Ближе к вечеру больничный коридор пустеет. И только ядовито-зеленый фикус гордой тенью возвышается на фоне окна. Доктор, наконец, выходит из кабинета. Ему лет пятьдесят. Седой. В очках. Обыкновенный хороший дядька на вид. Озирается по сторонам, боясь встретиться взглядом с каким-нибудь притаившимся в полумраке пациентом: «Знаете, была тут история, меня одна женщина подкараулила после приема. И набросилась чуть ли не с кулаками. Вы, говорит, сыночка моего убили. Да разве ж я убивал?» Интервью доктор боится давать. А уж о том, чтобы назвать имя, нет и речи. «Понимаете, — говорит он, — я как врач несу уголовную ответственность просто за ошибку в назначении, за неправильно выписанный рецепт. А за боль ответственности никто не несет. И всегда можно сказать: ну, это у вас болезнь такая. Надо потерпеть».
Разумеется, седой доктор в очках сочувствует каждому в очереди. И, если бы были силы или возможности, он бы, разумеется, всем помог и всех спас. «Но я не Бэтмен, — тихо говорит он. — Вот кончился прием. И я сейчас пойду домой. Там у меня семья. Сын школу заканчивает. Репетиторов аж три штуки. И я единственный кормилец. А если я какой-то наркотик назначу в сердцах и кто-то докажет, что это ошибка, что я погорячился и у пациента так не болело, я сяду в тюрьму. Как наркобарон, понимаете?» Иногда, говорит доктор, какие-то случаи месяцами не выходят из головы. «Ночью иногда снятся. Но что я могу сделать? Я просто доктор, я здесь работаю. Это объективно. А боль — субъективный показатель. Понимаете?»
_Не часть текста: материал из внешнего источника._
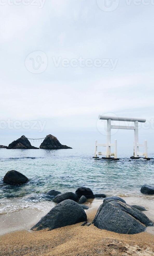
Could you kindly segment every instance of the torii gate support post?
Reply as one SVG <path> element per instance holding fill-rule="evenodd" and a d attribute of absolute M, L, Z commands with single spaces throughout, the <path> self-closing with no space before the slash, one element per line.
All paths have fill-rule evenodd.
<path fill-rule="evenodd" d="M 134 122 L 134 157 L 138 157 L 139 152 L 138 144 L 138 121 Z"/>
<path fill-rule="evenodd" d="M 108 119 L 107 120 L 107 127 L 106 131 L 106 157 L 109 158 L 111 157 L 111 120 Z"/>

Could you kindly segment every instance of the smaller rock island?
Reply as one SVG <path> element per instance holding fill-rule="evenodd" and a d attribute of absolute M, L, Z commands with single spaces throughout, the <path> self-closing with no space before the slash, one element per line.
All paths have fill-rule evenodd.
<path fill-rule="evenodd" d="M 9 144 L 7 148 L 8 149 L 39 149 L 38 148 L 32 146 L 28 139 L 24 135 Z"/>
<path fill-rule="evenodd" d="M 49 134 L 41 144 L 40 148 L 43 149 L 61 149 L 72 148 L 66 145 L 62 145 L 56 137 Z"/>
<path fill-rule="evenodd" d="M 0 148 L 7 148 L 7 146 L 3 146 L 3 145 L 0 145 Z"/>

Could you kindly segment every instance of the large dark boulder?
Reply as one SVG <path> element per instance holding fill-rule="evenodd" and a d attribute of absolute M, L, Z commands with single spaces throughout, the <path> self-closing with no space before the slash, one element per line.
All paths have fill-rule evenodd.
<path fill-rule="evenodd" d="M 7 146 L 3 146 L 3 145 L 0 145 L 0 148 L 7 148 L 8 147 Z"/>
<path fill-rule="evenodd" d="M 24 135 L 9 144 L 7 148 L 8 149 L 39 149 L 38 148 L 32 146 L 28 139 Z"/>
<path fill-rule="evenodd" d="M 72 200 L 65 200 L 51 209 L 31 229 L 52 230 L 87 220 L 86 213 L 80 205 Z"/>
<path fill-rule="evenodd" d="M 138 209 L 141 212 L 143 212 L 144 211 L 147 211 L 145 207 L 143 206 L 141 206 L 140 205 L 131 205 L 132 207 L 134 207 L 137 209 Z"/>
<path fill-rule="evenodd" d="M 123 202 L 123 203 L 126 203 L 126 202 L 123 199 L 121 198 L 120 197 L 119 197 L 118 196 L 110 196 L 110 197 L 106 197 L 105 198 L 104 198 L 103 201 L 104 202 L 106 201 L 110 201 L 111 200 L 112 201 L 116 200 L 118 201 L 120 201 L 120 202 Z"/>
<path fill-rule="evenodd" d="M 66 192 L 62 194 L 59 194 L 56 196 L 53 201 L 56 203 L 59 203 L 64 200 L 70 199 L 75 202 L 77 202 L 78 198 L 76 194 L 73 192 Z"/>
<path fill-rule="evenodd" d="M 12 170 L 6 173 L 4 177 L 3 181 L 7 184 L 19 185 L 26 183 L 29 180 L 23 174 Z"/>
<path fill-rule="evenodd" d="M 72 148 L 66 145 L 62 145 L 56 137 L 51 134 L 46 136 L 39 148 L 43 149 L 61 149 Z"/>
<path fill-rule="evenodd" d="M 45 193 L 45 195 L 48 195 L 49 196 L 56 196 L 59 194 L 61 194 L 61 192 L 55 190 L 55 189 L 51 189 Z"/>
<path fill-rule="evenodd" d="M 85 197 L 85 196 L 82 196 L 79 199 L 78 203 L 79 203 L 81 204 L 84 203 L 85 202 L 86 202 L 87 201 L 87 198 Z"/>
<path fill-rule="evenodd" d="M 103 194 L 101 193 L 98 193 L 97 194 L 94 194 L 94 195 L 95 197 L 96 198 L 102 197 L 104 198 L 106 196 L 106 195 L 105 195 L 105 194 Z"/>
<path fill-rule="evenodd" d="M 100 206 L 93 223 L 99 229 L 128 234 L 144 231 L 146 226 L 153 225 L 139 210 L 115 200 L 105 201 Z"/>
<path fill-rule="evenodd" d="M 149 185 L 143 185 L 141 188 L 141 192 L 143 194 L 154 195 L 154 187 Z"/>
<path fill-rule="evenodd" d="M 79 198 L 83 195 L 85 196 L 87 199 L 95 197 L 93 192 L 89 188 L 80 187 L 76 190 L 75 193 Z"/>

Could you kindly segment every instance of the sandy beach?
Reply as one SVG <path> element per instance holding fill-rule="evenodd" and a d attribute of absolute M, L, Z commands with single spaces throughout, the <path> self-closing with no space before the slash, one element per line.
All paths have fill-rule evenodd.
<path fill-rule="evenodd" d="M 91 222 L 96 212 L 87 212 Z M 122 235 L 79 223 L 50 231 L 23 230 L 0 238 L 0 255 L 103 256 L 154 255 L 154 236 Z"/>
<path fill-rule="evenodd" d="M 138 202 L 140 199 L 137 198 L 136 200 L 130 197 L 127 201 L 130 203 L 133 201 Z M 142 202 L 143 204 L 143 201 Z M 89 200 L 86 204 L 90 208 L 86 212 L 88 222 L 91 222 L 102 202 L 100 200 L 93 201 Z M 146 207 L 148 207 L 147 205 Z M 150 217 L 151 219 L 153 219 L 151 214 L 153 210 L 152 207 L 151 208 L 149 211 L 145 213 Z M 23 215 L 23 220 L 24 219 L 27 221 L 29 218 L 31 218 L 31 225 L 35 216 L 40 218 L 43 214 L 40 213 L 38 216 L 38 212 L 36 212 L 33 215 L 29 216 L 26 210 L 24 215 L 22 214 L 22 211 L 18 212 L 20 212 L 21 214 Z M 16 213 L 14 214 L 13 219 L 14 219 Z M 4 217 L 6 215 L 2 215 L 1 217 L 3 215 Z M 12 217 L 13 216 L 10 215 Z M 23 220 L 19 225 L 20 230 L 22 227 L 22 229 L 24 229 Z M 18 221 L 19 220 L 18 215 Z M 15 222 L 15 220 L 14 223 Z M 12 225 L 13 223 L 12 220 Z M 146 232 L 126 235 L 101 230 L 92 224 L 89 226 L 81 226 L 82 224 L 79 223 L 51 231 L 33 231 L 27 228 L 7 233 L 0 237 L 0 255 L 149 256 L 154 255 L 153 227 L 148 228 Z M 27 228 L 28 226 L 26 228 Z M 8 232 L 10 231 L 8 230 Z"/>

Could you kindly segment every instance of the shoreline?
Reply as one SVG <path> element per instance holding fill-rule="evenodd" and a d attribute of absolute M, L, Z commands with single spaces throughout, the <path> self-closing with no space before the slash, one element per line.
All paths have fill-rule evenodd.
<path fill-rule="evenodd" d="M 148 210 L 143 213 L 154 222 L 153 196 L 119 196 L 128 204 L 137 205 L 145 207 Z M 90 215 L 94 211 L 97 211 L 103 203 L 103 198 L 88 199 L 84 203 L 89 207 L 88 210 L 85 210 L 87 215 Z M 28 207 L 12 212 L 0 214 L 0 236 L 24 230 L 29 231 L 32 226 L 56 205 L 52 201 L 46 201 L 45 205 L 43 205 L 43 208 L 42 203 L 42 202 L 36 203 L 36 208 Z M 146 231 L 154 235 L 154 226 L 147 227 Z"/>
<path fill-rule="evenodd" d="M 91 222 L 96 209 L 86 212 Z M 99 229 L 82 223 L 54 229 L 18 231 L 0 236 L 0 255 L 3 256 L 152 256 L 154 235 L 146 232 L 134 235 Z M 8 243 L 9 241 L 9 243 Z"/>

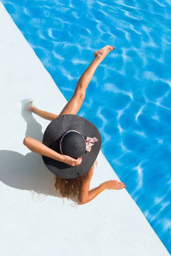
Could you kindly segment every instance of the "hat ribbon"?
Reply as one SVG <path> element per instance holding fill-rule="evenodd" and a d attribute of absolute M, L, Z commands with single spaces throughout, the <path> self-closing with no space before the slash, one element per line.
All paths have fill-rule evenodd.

Жизнь и работа врача, выписывающего направление за направлением на обезболивающее устроена сегодня таким образом, что ему достаточно написать в истории болезни, что болевой синдром не выражен или умеренный — и претензий не будет. «А боли кругом много, — говорит седой доктор, — сейчас прямо какая-то эпидемия боли у нас. И я со всей этой болью один все равно бы не справился».